Just last December, seven tons of cocaine bound for Havana were seized by Colombian police. That huge shipment, consigned to a Cuban state-owned joint venture, could not have been the first or only one of its kind.

Remember that in 1988 U.S. prosecutors uncovered a cocaine-smuggling ring that implicated Fidel Castro personally. Feeling the heat, Fidel Castro choreographed a show trial to pin the charges on trusted key aides, army Gen. Arnaldo Ochoa Sanchez and interior ministry Col. Antonio de la Guardia. Mr. de la Guardia's family contends that the smuggling had Fidel Castro's blessing and that the Cuban leader visited the men in jail to dangle leniency in exchange for silence. Mr. Ochoa, Mr. de la Guardia and two aides cooperated, only to face firing squads in July 1989.

In the 1980s, U.S. prosecutors videotaped traffickers bragging about how Cuban radar boats steered them around U.S. patrols. One astonished drug pilot recalled a rendezvous with a Cuban MiG, which led him to a Cuban military air base to refuel.

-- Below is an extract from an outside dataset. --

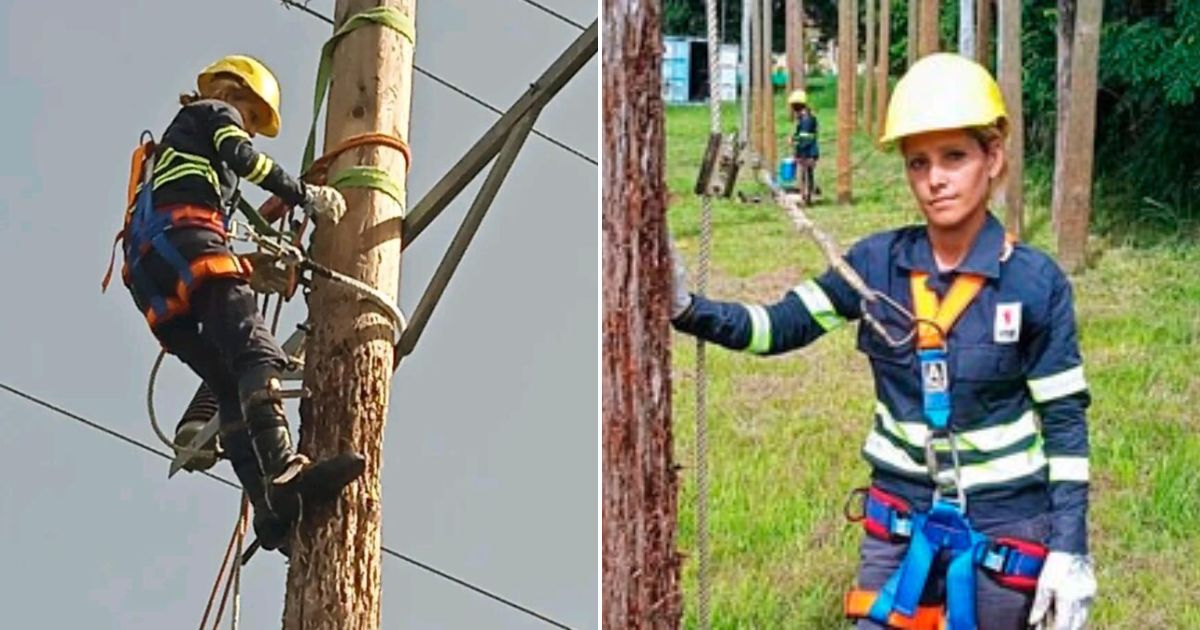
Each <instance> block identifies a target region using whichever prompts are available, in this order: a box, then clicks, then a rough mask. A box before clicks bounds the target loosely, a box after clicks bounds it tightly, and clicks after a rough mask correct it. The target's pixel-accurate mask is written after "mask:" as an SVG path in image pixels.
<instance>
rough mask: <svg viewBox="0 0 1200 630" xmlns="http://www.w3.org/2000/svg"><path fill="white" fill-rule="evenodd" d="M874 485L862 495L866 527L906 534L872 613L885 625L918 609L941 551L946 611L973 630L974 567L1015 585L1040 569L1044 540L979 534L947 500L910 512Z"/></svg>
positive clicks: (950, 619)
mask: <svg viewBox="0 0 1200 630" xmlns="http://www.w3.org/2000/svg"><path fill="white" fill-rule="evenodd" d="M875 492H880V491H878V490H875V488H872V492H871V493H868V494H866V497H865V500H864V509H863V516H864V526H865V528H866V530H868V532H869V533H870V534H871V535H875V536H876V538H887V539H889V540H890V539H908V548H907V551H906V552H905V557H904V560H902V562H901V564H900V566H899V568H898V569H896V570H895V571H893V574H892V576H890V577H889V578H888V581H887V583H884V584H883V588H881V589H880V592H878V594H877V596H876V599H875V601H874V604H872V605H871V608H870V611H869V612H868V618H870V619H871V620H874V622H877V623H882V624H887V620H888V617H889V616H890V614H892V613H893V612H895V613H899V614H902V616H905V617H913V616H914V614H917V611H918V606H919V604H920V595H922V593H923V592H924V590H925V583H926V582H928V580H929V575H930V572H931V570H932V564H934V562H935V560H936V559H937V558H938V556H940V554H943V553H944V554H947V556H948V563H949V564H948V566H947V571H946V611H947V618H948V619H947V620H948V623H949V625H948V626H949V628H950V629H952V630H974V629H976V628H977V622H976V572H974V570H976V566H980V568H983V569H984V570H986V571H989V572H991V574H992V575H994V576H995V577H996V580H997V581H998V582H1000V583H1001V584H1004V586H1009V587H1012V588H1021V584H1026V586H1032V584H1034V583H1036V581H1037V577H1038V575H1039V574H1040V572H1042V564H1043V559H1044V557H1045V552H1044V548H1043V547H1040V545H1037V544H1032V542H1028V541H1019V540H1014V539H995V540H992V539H991V538H989V536H986V535H984V534H980V533H979V532H977V530H976V529H974V528H973V527H971V523H970V521H967V518H966V516H965V515H964V514H962V511H961V510H960V509H959V506H958V505H955V504H954V503H950V502H946V500H937V502H935V503H934V505H932V506H931V508H930V510H929V511H926V512H911V514H910V512H908V511H907V510H906V509H904V508H901V506H898V505H895V504H892V503H888V502H896V499H894V498H889V497H886V496H882V497H880V496H876V494H875Z"/></svg>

Today, at least three senior Cuban officials are wanted on Interpol warrants for drug smuggling. According to a U.S. indictment, Fernando Ravelo Renedo, Cuba's ambassador to Colombia in the early 1980s, and his deputy, Gonzalo Bassols Suarez, conspired with Colombian guerrillas on cocaine-for-arms deals using Cuban territory. The third fugitive, Cuban navy Vice Adm. Aldo Santamaria Cuadrado, stands accused of escorting drug shipments in Cuban waters.

Mr. Farah's articles ignore several practical roadblocks to anti-drug cooperation with Fidel Castro. FBI Director Louis Freeh has told Congress that the Cuban leader harbors 90-plus fugitives from U.S. justice (including an infamous cop-killer and others on drug charges). Cooperating with the hemisphere's most notorious human rights violator surely will draw the ire of those who excoriate such ties to Colombian security forces. And if Cuba's interdiction force is ill-equipped, will we be expected to give aid to the same Cuban coast guard that in 1994 sank a fleeing Cuban tugboat, drowning two dozen escaping refugees? Will we be asked to upgrade the radar for an air force that shot down two U.S. civilian aircraft in 1996?

ROGER NORIEGA

Washington

The writer is a senior professional staff member of the Senate Committee on Foreign Relations.